Evaluation of the influence of SNVs on G4 formation
SNVs are the differences at specific nucleotide locations in the genome and are one of the most important genetic variations among individuals. The alteration of single nucleotides might have different consequences at the phenotypic level36. Some of them might have different consequences in G4s, including controlling the formation, altering the structure, and influencing the stability. Therefore, we inspected SNVs in the whole human genome of GM12878, both homozygous SNVs and heterozygous SNVs. For homozygous SNVs, we PG4s again using the modified genome, which altered nucleotides in specific locations. Due to the alternation of homozygous SNVs, 1502 new PG4s were predicted in this time, where 48% of them (728 PG4s) were identified as MG4s and 1077 existing PG4s were not predicted, where 60% of them (643 PG4s) were not recognized as MG4s (Experiment 1, Fig. 5a, b).

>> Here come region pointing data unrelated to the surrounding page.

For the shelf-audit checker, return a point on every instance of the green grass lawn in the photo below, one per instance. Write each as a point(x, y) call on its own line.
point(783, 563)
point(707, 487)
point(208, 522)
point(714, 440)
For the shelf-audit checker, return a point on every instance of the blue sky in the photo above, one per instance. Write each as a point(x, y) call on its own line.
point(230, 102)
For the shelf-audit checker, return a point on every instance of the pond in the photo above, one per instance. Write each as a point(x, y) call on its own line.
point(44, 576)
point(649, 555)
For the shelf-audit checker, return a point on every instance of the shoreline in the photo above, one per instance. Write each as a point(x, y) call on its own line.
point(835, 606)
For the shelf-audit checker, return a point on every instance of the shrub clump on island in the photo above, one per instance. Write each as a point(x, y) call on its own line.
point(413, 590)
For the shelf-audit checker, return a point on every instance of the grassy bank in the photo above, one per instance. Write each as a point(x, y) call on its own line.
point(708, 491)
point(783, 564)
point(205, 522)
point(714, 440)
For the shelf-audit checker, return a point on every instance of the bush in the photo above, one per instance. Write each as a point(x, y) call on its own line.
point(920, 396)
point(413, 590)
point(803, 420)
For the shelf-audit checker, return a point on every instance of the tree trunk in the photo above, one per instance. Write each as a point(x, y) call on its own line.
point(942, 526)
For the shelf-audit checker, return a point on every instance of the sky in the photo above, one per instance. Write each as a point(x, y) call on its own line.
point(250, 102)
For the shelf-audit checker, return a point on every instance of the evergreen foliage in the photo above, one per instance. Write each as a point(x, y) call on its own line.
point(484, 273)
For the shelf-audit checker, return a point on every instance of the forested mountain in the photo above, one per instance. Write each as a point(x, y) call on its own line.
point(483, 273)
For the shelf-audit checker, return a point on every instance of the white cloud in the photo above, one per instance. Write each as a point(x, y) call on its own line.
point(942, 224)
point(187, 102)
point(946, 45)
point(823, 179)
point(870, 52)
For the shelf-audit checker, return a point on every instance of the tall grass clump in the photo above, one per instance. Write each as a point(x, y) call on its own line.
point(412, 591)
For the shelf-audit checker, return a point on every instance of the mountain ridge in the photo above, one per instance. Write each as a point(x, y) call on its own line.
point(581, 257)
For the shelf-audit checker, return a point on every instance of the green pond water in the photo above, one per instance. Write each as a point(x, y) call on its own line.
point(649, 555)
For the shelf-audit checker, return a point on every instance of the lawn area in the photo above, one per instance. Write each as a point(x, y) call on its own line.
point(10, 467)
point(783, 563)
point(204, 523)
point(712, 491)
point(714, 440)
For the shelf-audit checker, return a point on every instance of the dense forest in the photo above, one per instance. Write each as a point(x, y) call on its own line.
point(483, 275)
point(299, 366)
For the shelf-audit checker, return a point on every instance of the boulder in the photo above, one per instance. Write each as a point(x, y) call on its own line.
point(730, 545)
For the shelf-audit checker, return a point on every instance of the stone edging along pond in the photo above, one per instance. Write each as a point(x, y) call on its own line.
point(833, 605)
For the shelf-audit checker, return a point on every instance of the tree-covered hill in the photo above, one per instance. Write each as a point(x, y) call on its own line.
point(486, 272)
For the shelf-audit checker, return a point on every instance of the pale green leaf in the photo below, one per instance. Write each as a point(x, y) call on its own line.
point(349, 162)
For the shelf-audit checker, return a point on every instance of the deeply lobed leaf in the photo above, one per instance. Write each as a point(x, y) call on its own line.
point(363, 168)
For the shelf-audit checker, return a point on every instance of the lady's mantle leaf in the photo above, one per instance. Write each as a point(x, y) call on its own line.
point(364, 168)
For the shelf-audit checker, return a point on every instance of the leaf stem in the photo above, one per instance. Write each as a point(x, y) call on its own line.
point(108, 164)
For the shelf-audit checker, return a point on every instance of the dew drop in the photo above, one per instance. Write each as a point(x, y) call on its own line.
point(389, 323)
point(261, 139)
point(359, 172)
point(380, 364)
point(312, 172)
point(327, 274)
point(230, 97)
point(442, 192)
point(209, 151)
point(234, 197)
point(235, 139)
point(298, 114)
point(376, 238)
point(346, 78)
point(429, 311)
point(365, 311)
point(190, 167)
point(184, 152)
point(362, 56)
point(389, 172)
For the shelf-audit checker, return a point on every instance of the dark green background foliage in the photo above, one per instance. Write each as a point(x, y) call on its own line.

a The alteration of a homozygous SNV (rs11264880) causes the formation of a G4 structure and was detected. b The alteration of a homozygous SNV (rs10915961) prevents the formation of the G4 structure and was not detected. c Two alleles of the heterozygous SNV (rs369859441, G/A) have different influences on the formation of the G4 structure and were demonstrated by G4-miner (formed: allele G; not formed: allele A). The green shadows present the regions of the sequences.
For heterozygous SNVs, we classified the sequencing reads into two groups based on allele types to identify MG4s separately. Among all heterozygous SNVs, 7.17% (186,904) showed different influences on the formation of G4s in the plus strand and 6.28% (163,666) in the minus strand (Fig. 5c and Table 3). All homozygous and heterozygous SNVs associated with G4s are individual-specific G4s that might contain individual differences in chromatin architecture and many fundamental biological processes, such as DNA replication and gene regulation. Our results show that G4-miner can characterize G4s for specific individuals.